I think the videos you've seen are for removing the remjet coating on cine films like Visions3. Cinestill's bread and butter is their process for removing that coating without damaging the film or exposing it to light, allowing them to then load it into cassettes or roll it on 120 spools for still camera use.
I think it's pretty unlikely you or I will manage that, but the good news is, there's no need for it with C-41 films (which are made for still cameras, not cine); they don't have remjet. The only still film I'm aware of that had remjet was Kodachrome, and it's been out of production for so long that the last lab that could give it the original process closed its line more than a decade ago.

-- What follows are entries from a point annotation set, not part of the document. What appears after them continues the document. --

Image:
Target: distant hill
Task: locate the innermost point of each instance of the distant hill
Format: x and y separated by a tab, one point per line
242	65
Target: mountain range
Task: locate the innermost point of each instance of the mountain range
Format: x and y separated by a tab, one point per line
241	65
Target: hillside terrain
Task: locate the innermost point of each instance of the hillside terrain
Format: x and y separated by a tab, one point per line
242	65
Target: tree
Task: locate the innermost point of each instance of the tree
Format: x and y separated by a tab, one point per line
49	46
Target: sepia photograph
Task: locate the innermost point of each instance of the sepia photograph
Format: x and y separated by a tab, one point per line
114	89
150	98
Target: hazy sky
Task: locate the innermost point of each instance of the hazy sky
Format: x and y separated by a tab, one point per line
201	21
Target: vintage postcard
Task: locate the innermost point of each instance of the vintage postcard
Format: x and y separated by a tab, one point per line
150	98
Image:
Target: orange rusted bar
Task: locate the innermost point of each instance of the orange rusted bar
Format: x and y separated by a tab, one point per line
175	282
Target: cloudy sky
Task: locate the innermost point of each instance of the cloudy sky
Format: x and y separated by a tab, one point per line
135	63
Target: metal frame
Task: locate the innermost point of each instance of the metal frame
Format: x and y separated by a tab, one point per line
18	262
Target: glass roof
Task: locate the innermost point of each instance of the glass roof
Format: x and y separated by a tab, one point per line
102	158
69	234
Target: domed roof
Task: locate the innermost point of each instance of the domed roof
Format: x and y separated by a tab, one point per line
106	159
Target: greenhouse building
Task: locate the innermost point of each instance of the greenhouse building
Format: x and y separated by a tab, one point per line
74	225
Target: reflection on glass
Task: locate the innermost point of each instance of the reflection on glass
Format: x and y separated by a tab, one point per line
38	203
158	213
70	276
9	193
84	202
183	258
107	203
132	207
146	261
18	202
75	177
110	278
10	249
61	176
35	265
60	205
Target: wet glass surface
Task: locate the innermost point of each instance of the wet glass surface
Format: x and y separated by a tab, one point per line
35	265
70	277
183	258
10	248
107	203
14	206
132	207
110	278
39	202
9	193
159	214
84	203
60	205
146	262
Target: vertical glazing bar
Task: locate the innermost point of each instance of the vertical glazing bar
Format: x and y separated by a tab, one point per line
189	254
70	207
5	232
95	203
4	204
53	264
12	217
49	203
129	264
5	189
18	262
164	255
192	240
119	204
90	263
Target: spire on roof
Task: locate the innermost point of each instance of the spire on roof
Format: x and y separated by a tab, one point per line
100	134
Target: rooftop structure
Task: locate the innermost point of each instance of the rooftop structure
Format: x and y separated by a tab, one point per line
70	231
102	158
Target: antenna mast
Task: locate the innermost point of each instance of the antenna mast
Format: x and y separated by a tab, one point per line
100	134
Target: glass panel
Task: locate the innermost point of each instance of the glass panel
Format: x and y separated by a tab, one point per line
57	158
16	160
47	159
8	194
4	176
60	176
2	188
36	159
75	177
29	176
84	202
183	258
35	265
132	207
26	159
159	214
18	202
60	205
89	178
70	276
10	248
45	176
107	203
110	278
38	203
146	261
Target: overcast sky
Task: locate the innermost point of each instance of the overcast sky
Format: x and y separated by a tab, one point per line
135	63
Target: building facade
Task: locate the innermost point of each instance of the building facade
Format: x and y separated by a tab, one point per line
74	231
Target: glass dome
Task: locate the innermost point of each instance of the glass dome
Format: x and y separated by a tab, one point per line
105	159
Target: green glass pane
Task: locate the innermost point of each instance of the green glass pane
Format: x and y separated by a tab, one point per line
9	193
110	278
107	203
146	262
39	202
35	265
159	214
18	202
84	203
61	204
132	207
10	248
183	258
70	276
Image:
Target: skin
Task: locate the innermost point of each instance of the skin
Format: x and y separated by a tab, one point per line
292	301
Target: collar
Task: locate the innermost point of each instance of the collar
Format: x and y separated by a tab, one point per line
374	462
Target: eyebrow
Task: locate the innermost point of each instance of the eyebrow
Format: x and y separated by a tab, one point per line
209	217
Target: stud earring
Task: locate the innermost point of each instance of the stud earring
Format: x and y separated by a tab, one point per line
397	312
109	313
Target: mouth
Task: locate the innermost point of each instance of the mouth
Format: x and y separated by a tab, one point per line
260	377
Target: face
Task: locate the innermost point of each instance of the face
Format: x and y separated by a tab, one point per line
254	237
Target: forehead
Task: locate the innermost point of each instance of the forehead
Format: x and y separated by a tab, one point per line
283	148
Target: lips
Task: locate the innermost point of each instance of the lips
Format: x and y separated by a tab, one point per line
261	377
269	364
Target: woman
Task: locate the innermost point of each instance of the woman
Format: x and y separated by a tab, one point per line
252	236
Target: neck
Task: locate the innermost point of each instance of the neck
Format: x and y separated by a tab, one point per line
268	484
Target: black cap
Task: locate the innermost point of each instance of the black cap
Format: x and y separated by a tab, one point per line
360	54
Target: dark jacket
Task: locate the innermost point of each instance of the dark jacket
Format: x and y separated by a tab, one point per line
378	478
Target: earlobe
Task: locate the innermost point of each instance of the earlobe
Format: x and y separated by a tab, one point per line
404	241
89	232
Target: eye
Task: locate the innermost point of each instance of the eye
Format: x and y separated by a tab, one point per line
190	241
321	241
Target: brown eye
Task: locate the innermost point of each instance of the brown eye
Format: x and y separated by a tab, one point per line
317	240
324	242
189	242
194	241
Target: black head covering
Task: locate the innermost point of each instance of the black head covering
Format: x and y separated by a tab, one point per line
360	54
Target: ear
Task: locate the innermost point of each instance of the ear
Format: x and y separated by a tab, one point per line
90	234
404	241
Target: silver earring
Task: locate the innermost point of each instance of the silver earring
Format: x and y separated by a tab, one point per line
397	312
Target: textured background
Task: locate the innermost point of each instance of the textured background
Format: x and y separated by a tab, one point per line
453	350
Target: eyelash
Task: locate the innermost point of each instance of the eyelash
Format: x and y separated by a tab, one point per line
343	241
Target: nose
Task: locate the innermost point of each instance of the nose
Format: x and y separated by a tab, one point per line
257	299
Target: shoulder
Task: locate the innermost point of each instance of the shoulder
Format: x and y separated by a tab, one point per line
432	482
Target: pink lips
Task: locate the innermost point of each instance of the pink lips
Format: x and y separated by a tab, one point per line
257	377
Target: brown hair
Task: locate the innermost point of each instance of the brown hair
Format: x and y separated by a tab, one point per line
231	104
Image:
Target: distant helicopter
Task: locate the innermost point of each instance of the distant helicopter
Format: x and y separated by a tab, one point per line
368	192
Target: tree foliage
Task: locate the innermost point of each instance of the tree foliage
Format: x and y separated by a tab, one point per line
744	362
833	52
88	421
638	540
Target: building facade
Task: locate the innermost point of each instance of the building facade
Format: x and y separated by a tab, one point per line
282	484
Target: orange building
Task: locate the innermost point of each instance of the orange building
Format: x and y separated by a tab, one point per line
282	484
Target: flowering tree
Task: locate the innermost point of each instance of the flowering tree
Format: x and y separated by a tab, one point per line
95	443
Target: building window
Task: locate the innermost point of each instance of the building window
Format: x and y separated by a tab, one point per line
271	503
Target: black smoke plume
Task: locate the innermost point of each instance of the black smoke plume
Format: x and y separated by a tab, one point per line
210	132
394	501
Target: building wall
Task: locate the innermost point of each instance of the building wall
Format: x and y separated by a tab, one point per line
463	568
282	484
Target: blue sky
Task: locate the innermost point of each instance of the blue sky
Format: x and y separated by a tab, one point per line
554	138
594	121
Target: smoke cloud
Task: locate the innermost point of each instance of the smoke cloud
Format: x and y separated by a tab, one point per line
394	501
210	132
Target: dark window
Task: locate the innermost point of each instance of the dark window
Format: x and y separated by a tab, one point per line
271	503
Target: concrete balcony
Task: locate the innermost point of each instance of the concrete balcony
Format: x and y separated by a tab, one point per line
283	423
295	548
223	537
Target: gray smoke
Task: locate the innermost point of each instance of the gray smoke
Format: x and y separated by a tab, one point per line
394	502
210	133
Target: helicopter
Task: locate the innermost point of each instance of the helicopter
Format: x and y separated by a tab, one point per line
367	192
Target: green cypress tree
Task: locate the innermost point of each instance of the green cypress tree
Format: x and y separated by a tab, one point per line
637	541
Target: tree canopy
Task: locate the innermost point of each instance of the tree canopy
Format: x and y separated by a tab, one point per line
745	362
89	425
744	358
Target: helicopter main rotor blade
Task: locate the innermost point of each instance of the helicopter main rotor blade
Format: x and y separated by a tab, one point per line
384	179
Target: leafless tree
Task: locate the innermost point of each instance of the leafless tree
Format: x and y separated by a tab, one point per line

For other film, antihalation is divided into two broad categories: dyes, either in a subcoat between the emulsion proper and the film base or on the "base": side of the film, colored base, or a colloidal silver layer (again, usually in a sub coating, and mainly seen as the yellow filter layer in color films, or as antihalation in in B&W cine films intended for reversal processing). Except for a colored base (like the gray base in Tri-X), antihalation is generally intended to be removed by the specified process for a particular film, so becomes significant to us only if we cross-process the film in a way that doesn't do that -- like shooting Foma R100 for negatives or processing most C-41 films in B&W chemistry.
For C-41 film processed in C-41 chemistry, the bleach and fix steps remove the filter layer along with the developed silver and undeveloped halide. You don't have to do anything beyond follow the steps in the C-41 kit, or pay a competent lab to process your film.